Travel is alive and buzzing in the ecosystem of social media. Users, brands and influencers alike are piping in across platforms to share, guide and inspire across all touchpoints of the trip experience. But while the conversation is vibrant, the social media sphere is continuously transforming, and travelers on social platforms often diverge from some of the patterns observed when people engage with content associated with other industries, such as fashion or retail.  

This preview of Phocuswright's latest travel research report Under the Influence: Social Media's Role in Trip Planning and Inspiration, which is derived from the findings of Phocuswright’s U.S. Consumer Travel 2022 survey, explores the demographics of who is using social for travel, what platforms they’re on, and the role of social in their travel practices. With a plethora of travel users, providers, distributors and influencers at the table, Phocuswright’s primary travel research highlights opportunities to optimize social strategy to better speak to the needs, habits and budgets of travelers on social. 

1. More outsiders enter the OTA market

Non-travel brands, such as financial institutions, retailers and loyalty clubs, must really want to get into the travel business. Over the past two years, several have launched travel booking platforms or announced ambitious plans to do so, even though the online travel agency market is already near saturation and uber competitive.
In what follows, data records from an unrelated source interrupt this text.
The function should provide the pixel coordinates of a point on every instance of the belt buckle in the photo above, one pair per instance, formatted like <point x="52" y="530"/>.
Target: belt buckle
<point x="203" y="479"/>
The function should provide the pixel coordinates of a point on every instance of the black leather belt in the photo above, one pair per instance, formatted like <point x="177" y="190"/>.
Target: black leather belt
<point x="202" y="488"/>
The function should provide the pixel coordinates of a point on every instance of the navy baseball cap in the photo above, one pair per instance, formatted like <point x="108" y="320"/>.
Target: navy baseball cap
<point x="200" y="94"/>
Will they succeed? If so, what are their advantages and what will be the impact on the marketplace?  

Any new OTA is often met with skepticism, but that hasn’t stopped a slew of new hopefuls from other sectors such as banking, retail and membership organizations from taking a shot. Can they compete with the big brands? Do they even need to? 

Ironically, it’s the existing players – Expedia, Booking and Hopper – that have the most to gain from this trend. Plug-and-play options offered by Expedia for Business, Rocket Travel ( and Hopper Cloud make it easy for institutions and organizations to provide private-label travel offerings with little or no expertise.

Most OTAs’ private-label partners are travel suppliers such as airlines and agencies looking to supplement inventory and revenue. But the others represent the long tail, including non-travel brands such as banks, retailers, rewards programs and membership-based organizations seeking to add value to their current offerings and further monetize their existing audiences. Most of these non-travel companies don’t expect to compete with the giants, or even to make a lot of money. Rather, their goal is to provide a convenient service to customers, so they keep coming back.